The recent recession may have led to thousands of extra suicides, researchers have said.
The financial crisis has been linked to more than 10,000 people taking their own lives across Europe and North America between 2008 and 2010 during the financial crisis, the study suggests.
The research, published in the British Journal of Psychiatry, shows that suicide rates "rose significantly" after the 2007 crash.
Experts from the University of Oxford and the London School of Hygiene and Tropical Medicine said the increase was four times higher among men.
They analysed data from the World Health Organisation about suicides in 24 EU countries, the US and Canada.
Between 2007, when the economic crisis began, and 2009, suicide rates rose in Europe by 6.5%, they found. The rates remained at this elevated level through to 2011.
This corresponds to an additional 7,950 suicides than would have been expected across these EU countries, they said.
Before the recession suicide rates had been falling in Europe, they noted.
In addition, suicide rates in Canada and the US rose by 4.5% and 4.8%, respectively, during the same time.
Overall there were at least 10,000 additional suicides as a result of the economy's downward slide, the authors said. But they said that this is a "conservative" estimate.
Job loss, home repossession and debt are the main risk factors leading to suicide during economic downturns, they said.
"There has been a substantial rise in suicides during the recession, greater than we would have anticipated based on previous trends," said lead author Dr Aaron Reeves, of Oxford University's Department of Sociology.
"A critical question for policy and psychiatric practice is whether suicide rises are inevitable.
"This study shows that rising suicides have not been observed everywhere so while recessions will continue to hurt, they don't always cause self-harm.
"A range of interventions, from return to work programmes through to anti-depressant prescriptions, may reduce the risk of suicide during future economic downturns."
Co-author Professor David Stuckler, also from the University of Oxford, added: "Suicides are just the tip of the iceberg. These data reveal a looming mental health crisis in Europe and North America.
"In these hard economic times, this research suggests it is critical to look for ways of protecting those who are likely to be hardest hit."
Most suicides are among people with clinical depression, and the research revealed a marked rise in antidepressant use during the economic downturn.
In the UK, prescriptions of the drugs soared by 19% between 2007 and 2010.
Programmes that actively help people who are out of work appeared to reduce the number of suicides, according to the findings.
The researchers estimated that every $100 (€73) spent per head on assistance for the unemployed lowered the risk of suicide by 0.4%.

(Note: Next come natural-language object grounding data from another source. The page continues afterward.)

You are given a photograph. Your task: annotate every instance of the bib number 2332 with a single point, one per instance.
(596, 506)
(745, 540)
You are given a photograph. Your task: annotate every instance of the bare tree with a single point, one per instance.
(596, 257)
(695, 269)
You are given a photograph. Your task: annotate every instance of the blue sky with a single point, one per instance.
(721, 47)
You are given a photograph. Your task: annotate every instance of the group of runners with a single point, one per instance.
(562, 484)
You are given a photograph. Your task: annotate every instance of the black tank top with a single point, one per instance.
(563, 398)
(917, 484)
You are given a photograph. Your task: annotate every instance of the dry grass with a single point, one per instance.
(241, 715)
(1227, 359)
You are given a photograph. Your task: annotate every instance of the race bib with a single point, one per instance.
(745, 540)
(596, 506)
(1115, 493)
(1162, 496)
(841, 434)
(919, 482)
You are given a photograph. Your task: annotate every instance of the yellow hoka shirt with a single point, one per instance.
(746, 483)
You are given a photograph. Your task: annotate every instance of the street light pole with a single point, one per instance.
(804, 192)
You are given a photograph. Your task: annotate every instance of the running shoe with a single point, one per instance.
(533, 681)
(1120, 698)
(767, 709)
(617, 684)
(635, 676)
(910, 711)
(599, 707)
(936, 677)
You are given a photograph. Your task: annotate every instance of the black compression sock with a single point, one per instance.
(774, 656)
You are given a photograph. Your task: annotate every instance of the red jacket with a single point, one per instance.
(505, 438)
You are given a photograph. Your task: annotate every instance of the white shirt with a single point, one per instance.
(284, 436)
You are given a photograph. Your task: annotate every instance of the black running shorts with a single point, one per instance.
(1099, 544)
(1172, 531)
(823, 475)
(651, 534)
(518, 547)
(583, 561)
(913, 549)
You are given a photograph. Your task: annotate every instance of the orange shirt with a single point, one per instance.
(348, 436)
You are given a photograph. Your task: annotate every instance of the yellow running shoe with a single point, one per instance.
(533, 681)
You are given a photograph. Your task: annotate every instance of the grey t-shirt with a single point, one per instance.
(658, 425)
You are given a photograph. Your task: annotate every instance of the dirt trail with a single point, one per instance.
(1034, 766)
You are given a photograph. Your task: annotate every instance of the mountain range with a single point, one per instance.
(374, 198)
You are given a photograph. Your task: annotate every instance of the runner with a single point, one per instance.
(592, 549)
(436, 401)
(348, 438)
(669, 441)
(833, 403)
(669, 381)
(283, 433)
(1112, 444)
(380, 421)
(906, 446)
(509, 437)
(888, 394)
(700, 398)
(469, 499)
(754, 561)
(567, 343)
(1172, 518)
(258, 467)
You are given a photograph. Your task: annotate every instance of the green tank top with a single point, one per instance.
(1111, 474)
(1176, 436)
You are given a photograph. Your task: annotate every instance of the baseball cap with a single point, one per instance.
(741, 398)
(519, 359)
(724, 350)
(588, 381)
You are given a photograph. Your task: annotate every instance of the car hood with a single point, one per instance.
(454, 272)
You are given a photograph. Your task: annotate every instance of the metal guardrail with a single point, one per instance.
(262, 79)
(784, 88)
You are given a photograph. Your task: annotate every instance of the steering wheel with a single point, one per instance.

Austria, Sweden and Finland were examples of countries where suicide rate did not rise markedly despite rising unemployment during the 2008-2010 recession.
In Sweden and Finland, the rate remained stable while in Austria it actually decreased.
Those few industrialised countries that escaped the recession, such as New Zealand, also avoided a rise in suicides, the study found.
In the EU, the number of suicides per 100,000 of the population declined from just under 12 to around ten between 2001 and 2006.
Then it began to rise, increasing by 6.5% before levelling out in 2009/10.